Giovanni Cerutti/Canson/Crudel destin
CRUDEL DESTIN
[modifiché]parole e musica di Angelo Brofferio; nelle carceri correzionali di Torino, 10 aprile 1831.
Angelo Brofferio è stato uno dei personaggi piemontesi più importanti del suo tempo; nato il 6 dicembre 1802 a Castelnuovo Calcea (Asti), morì nella sua villa a Minusio (Svizzera) il 25 maggio 1866. Avvocato, più volte deputato alla Camera, politicamente era d’idee repubblicane e anticlericali; fu un fiero avversario di Cavour, ritenuto troppo prudente nella politica per l’unità d’Italia. Oggi ricordiamo Brofferio anche come brillante giornalista, autore di saggi di storia e – in questa sede – autore di oltre ottanta canzoni piemontesi (parole e musica) di argomento autobiografico, politico, ironico e amoroso. Nel 1831 fu incarcerato per alcuni mesi (da aprile ad agosto) per una congiura contro re Carlo Felice di Savoia, ordita dall’associazione segreta “Cavalieri della Libertà”, alla quale Brofferio era affiliato. In carcere compose un primo gruppo di canzoni piemontesi, e nel libro autobiografico “I miei tempi” scrisse: “Il maggior conforto che dalle mie canzoni mi venne fu in carcere nel 1831, dove si lasciò pietosamente entrare la mia chitarra. Senza di essa non so come avrei potuto reggere alla tetra solitudine, contristato dalle amarezze di ogni genere. Le canzoni piemontesi che ebbero maggior voga io le composi là dentro. Quella che fu accolta più lietamente dal popolo e fece il giro di tutto il Piemonte, “Përché crudel destin nen feme n ravanin?”, io la scrivevo nel terzo giorno dela mia carcerazione. Cominciavo a comporre la poesia che, in mancanza di carta e inchiostro, ero obbligato a stamparmi bene nella memoria; poi pensavo alla musica che, parte inventata e parte rubata (copiata da altre canzoni), finiva per adattarsi benissimo; in ultimo colla chitarra in mano cercavo un apposito accompagnamento e, per un giorno o due cantavo e suonavo”. In questa canzone autobiografica, Brofferio ricorda la nascita, i primi tentativi letterari e l’attività di avvocato (che non amava!), soprattutto a favore dei poveri. (Il testo completo della canzone è fatto di dieci strofe).
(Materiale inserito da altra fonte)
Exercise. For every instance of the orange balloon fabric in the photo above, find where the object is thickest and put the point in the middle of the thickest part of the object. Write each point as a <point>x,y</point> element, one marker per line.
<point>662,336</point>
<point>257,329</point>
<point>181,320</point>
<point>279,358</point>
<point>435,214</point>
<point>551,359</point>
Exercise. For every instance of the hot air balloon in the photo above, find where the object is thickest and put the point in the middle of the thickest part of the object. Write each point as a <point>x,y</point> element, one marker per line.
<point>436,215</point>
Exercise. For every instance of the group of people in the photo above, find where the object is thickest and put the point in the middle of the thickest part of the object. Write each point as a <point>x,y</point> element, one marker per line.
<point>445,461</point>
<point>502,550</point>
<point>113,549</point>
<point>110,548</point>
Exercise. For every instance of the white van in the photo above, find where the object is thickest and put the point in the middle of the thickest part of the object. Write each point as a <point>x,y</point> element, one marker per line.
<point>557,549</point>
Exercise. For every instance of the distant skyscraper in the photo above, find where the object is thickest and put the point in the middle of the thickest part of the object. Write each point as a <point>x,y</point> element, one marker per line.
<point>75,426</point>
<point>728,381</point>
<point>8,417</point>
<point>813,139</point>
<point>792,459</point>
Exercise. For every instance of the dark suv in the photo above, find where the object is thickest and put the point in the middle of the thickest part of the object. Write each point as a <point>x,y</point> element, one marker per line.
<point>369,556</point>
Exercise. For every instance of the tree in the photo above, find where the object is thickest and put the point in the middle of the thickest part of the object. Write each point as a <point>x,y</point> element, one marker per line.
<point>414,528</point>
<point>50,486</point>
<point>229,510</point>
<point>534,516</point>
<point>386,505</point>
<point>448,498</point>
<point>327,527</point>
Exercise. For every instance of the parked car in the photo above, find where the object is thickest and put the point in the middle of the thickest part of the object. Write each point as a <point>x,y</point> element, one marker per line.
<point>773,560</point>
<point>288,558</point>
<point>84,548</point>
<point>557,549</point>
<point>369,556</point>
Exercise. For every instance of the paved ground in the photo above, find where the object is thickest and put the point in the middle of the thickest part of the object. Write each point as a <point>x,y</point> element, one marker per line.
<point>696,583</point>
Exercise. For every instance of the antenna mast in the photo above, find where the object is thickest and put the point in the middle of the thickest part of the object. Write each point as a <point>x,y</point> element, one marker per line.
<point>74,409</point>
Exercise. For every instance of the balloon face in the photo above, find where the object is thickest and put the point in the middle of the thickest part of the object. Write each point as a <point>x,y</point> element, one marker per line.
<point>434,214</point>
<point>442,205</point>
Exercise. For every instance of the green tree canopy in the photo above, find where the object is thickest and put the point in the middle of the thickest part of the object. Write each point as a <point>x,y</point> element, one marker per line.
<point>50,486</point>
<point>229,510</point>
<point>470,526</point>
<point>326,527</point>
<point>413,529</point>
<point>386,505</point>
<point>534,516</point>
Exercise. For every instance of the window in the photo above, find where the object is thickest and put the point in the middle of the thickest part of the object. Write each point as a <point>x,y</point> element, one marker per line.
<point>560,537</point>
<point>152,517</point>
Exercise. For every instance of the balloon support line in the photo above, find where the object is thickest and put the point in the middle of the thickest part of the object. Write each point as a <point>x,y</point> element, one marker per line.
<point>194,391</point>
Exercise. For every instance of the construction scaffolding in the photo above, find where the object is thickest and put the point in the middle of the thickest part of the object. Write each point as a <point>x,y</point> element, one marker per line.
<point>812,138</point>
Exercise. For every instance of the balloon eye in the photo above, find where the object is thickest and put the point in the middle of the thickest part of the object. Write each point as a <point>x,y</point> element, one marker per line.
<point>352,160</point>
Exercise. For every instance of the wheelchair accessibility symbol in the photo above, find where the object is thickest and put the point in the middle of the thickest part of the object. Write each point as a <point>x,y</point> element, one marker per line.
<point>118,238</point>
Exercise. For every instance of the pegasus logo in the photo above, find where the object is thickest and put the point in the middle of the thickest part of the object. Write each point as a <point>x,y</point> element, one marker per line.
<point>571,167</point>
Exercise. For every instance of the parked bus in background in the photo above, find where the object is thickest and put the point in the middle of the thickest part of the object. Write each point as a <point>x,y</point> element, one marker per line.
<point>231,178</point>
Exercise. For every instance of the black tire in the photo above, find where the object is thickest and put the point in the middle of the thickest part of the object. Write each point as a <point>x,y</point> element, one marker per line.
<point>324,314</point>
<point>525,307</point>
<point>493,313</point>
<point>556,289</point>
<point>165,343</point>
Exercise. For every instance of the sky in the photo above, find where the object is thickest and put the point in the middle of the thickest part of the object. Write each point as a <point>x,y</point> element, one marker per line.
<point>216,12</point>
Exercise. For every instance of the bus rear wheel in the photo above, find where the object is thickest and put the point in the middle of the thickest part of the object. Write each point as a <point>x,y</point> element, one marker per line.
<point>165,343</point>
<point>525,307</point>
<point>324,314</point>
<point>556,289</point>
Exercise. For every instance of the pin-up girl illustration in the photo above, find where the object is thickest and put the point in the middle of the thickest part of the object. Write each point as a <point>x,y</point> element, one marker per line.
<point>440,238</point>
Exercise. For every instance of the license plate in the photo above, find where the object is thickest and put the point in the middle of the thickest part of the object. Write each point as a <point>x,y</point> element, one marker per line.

Destin becofotù, t’has pròpi famla grisa
a s-ciòdme patanù , sot n’erbo al mèis dla bisa;
da già ch’a t’é vnù 'l tich 'd semneme dzor un brich,
(Rit.) përchè crudel dëstin nen feme un ravanin?
Lassandme sbaluché dal lanternon dla glòria,
dì e neuit j’eu sël papé frustame la sicòria;
e j’eu peui vist un lum, sens’euli e spòrch ëd fum; (Rit.)
Sentendme peui già stanch 'd martleme in vers la gnuca,
i son batume ij fianch an pròsa për la pruca;
son piame la legal, parei d’un servissial; (Rit.)
Al pòver j’eu fait dé sò camp e soa filera,
j’eu fait surtì pì 'd tre ch’a j’ero 'n caponera;
ma j’èit fasend surtì, i son entraje mi; (Rit.)
Pitòst che deurvme j’eui, la man dla Providensa
podia ben strassé 'n feui dal liber dl’esistensa.